MCCARTHY: Well, I hope it doesn't take another attack, but it's probably going to take at least a sense that we could be attacked that certainly isn't present for us now — and in terms of what you're talking about now, you know, I haven't been the biggest McCain fan to the planet, but let me give him this much of his due. He wants to get the job done in Iraq at least insofar as it means defeating Al-Qaeda there. I can't stress to people how important that is. Even if you don't agree with why we went to Iraq in the first place — and, you know, say we should never have been there —the fact is that the worst thing we ever did was pull out of Lebanon in 1983 when the Marine barracks got hit. The next worst thing we probably ever did was pull out of Somalia when that got ugly. These people — and when I talk about "these people," I mean people like Bin Laden and the Blind Sheik — if used to a fair thee well as a recruiting tool this notion that they're the strong horse, we're the weak horse; and if they make it ugly enough and bloody enough for us, that we will pull out. It's like when a very strong team plays a very weak team in sports. The strong team can never give the weak team a sniff, because the minute you do and they start to think they can win, and they start to believe in themselves, they become much more efficient. It becomes much more easy for them to recruit, to raise money, to do all the things they have to do to take on a superpower. What they have going for them that we don't, is they have basically eradicated our threshold idea of what is civilized behavior. They are willing to do anything to win, and they're absolutely sure that history is on their side. Unless we become more sure than we are now that we're right, and that we have a need to show them that however long it takes, we're going to do what has to be done to win; you know, we can't rely on the fact that we're a super power and that it's inevitable that we'll win this thing.

If you didn't read my post, "A Funny Thing Happened on The Way to The 'Quagmire' in Iraq...:, please check it out now because it addresses how important it is for us to not just leave Iraq right now or in the near future.

The one thing that was absolutely clear in "In The Words of Our Enemies" was that Osama bin Laden delighted in our weakness. He said over and over many times that America cannot stand to lose their soldiers, that we are a paper tiger. He pointed to the very places that Andy pointed out, Lebanon and Somalia. Osama is like the predator that smells weakness and then goes in for the attack. In an interview published in a London newspaper five years before 9-11, Osama talked about how disgraceful Somalia was for us.
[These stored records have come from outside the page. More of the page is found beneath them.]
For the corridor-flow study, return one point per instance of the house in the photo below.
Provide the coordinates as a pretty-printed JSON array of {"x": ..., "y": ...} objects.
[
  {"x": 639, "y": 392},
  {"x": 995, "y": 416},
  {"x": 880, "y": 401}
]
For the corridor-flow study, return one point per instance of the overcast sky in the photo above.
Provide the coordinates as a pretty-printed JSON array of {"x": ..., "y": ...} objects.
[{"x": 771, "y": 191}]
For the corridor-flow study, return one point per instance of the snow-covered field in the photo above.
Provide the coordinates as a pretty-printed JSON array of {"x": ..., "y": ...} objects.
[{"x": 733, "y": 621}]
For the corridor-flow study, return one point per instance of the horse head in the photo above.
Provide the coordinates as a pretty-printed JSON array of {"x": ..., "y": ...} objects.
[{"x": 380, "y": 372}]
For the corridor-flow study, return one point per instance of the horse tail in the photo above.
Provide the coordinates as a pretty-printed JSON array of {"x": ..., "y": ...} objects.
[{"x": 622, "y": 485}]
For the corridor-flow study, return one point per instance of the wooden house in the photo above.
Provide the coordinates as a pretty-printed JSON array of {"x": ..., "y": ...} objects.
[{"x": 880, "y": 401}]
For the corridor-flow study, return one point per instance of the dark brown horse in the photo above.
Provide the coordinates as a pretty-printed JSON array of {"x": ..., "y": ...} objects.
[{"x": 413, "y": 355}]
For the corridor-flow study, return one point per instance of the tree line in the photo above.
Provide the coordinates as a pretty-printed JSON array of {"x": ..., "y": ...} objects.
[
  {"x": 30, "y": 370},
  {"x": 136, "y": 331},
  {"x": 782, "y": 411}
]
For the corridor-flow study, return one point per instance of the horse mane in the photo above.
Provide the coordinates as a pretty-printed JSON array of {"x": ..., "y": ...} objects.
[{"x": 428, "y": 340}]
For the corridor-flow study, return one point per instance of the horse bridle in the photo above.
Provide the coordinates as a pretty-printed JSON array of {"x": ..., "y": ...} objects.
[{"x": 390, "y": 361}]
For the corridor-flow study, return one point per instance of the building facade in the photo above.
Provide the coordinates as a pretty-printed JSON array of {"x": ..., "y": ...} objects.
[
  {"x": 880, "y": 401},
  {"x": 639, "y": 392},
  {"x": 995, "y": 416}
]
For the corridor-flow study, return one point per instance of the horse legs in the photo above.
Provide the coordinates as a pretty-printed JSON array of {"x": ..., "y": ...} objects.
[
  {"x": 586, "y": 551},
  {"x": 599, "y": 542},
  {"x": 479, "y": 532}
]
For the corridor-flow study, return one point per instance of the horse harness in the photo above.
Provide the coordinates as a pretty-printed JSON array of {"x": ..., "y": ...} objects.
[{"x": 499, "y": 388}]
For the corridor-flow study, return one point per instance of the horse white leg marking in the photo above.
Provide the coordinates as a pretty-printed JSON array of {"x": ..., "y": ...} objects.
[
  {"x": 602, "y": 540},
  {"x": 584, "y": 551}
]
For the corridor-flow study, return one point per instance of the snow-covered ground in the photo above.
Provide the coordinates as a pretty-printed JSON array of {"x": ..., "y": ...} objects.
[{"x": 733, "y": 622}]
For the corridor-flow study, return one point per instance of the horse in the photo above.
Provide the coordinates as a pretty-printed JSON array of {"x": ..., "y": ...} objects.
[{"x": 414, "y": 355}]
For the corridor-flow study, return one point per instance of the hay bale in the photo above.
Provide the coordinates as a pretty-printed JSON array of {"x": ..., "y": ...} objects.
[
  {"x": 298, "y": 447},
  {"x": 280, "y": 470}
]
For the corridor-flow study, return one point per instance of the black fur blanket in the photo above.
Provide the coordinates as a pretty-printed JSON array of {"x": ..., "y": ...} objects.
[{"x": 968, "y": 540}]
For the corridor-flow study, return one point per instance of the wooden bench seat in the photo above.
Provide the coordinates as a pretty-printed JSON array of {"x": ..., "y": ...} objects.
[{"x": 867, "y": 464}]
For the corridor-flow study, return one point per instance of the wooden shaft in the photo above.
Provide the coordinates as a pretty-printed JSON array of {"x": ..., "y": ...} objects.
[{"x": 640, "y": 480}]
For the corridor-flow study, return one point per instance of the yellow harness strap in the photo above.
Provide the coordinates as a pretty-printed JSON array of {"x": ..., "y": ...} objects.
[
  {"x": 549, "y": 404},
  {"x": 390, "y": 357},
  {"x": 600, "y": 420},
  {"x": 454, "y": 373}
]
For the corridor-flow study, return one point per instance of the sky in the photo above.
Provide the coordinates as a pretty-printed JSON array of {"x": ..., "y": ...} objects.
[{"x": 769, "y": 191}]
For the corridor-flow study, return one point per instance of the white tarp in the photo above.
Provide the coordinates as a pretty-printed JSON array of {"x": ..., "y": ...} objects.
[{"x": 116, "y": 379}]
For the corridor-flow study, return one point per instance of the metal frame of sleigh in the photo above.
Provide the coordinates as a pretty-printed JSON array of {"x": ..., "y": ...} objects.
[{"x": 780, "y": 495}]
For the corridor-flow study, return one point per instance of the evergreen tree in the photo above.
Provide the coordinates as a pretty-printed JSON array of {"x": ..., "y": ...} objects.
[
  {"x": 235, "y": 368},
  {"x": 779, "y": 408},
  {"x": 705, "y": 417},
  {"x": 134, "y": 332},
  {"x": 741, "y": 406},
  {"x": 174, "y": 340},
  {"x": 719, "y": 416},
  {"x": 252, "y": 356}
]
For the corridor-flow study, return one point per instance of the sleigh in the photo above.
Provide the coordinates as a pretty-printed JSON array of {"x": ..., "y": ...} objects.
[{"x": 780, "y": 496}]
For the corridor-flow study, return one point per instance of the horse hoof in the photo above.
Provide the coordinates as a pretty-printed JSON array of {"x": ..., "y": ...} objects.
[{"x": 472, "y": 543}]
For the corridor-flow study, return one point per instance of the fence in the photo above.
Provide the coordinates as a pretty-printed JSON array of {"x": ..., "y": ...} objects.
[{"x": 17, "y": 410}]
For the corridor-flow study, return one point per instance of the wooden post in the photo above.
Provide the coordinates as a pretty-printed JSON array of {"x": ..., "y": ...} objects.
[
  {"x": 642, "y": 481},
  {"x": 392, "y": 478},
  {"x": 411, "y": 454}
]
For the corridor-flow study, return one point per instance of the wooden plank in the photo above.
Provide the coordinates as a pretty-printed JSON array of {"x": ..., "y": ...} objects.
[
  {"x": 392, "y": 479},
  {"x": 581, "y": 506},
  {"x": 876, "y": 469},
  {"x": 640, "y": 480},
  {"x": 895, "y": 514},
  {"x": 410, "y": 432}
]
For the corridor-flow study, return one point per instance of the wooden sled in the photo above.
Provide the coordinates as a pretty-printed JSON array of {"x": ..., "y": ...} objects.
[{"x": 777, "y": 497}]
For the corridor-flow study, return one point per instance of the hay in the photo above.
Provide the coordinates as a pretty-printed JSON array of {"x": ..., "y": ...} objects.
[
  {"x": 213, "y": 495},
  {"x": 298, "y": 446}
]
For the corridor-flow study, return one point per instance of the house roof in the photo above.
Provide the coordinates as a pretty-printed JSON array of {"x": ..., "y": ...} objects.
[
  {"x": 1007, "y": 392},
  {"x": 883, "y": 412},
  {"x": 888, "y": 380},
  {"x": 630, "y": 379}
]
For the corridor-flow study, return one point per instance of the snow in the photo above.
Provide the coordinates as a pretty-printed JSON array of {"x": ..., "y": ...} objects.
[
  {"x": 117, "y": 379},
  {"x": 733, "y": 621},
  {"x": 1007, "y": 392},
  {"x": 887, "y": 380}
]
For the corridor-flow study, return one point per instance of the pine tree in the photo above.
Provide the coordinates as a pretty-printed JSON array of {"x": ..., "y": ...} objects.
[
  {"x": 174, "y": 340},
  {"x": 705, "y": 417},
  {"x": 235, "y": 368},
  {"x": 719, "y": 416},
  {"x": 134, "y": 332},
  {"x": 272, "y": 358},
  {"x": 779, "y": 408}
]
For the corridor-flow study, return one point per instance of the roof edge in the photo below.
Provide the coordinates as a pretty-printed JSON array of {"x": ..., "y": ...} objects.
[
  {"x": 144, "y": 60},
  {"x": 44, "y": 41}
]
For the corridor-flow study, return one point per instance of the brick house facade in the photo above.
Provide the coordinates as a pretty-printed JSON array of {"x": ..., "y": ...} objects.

He said we moved in tens of thousands of soldiers and then he said this:

"However when...(many) of your soldiers were killed in minor battles and one American pilot was dragged in the streets of Mogadish, you left the area carrying disappointment, humiliation, defeat, and your dead with you. Clinton appeared in front of the whole world threatening and promising revenge, but these threats were merely a preparation for withdrawal. You have been disgraced by Allah and you withdrew; the extent of you impotence and weaknessses became very clear"

It's clear that these madmen see our weakness as Allah's will. It explains our weakness. But when we win, when we fight back, then that explanation evaporates.

I could go on and on about the Hitler like insanity that permeates the interviews with Osama and other radical clerics. From Osama's delight in the blood and guts of "infidels" that he sees on TV, to his determination to obtain the weapons that would destroy us for good.

Do you see how important it is that we elect the person who best understands this fight? If we retreat now, we invite the belief that we are weak and the enemy builds on that to prepare for the next act of destruction and death.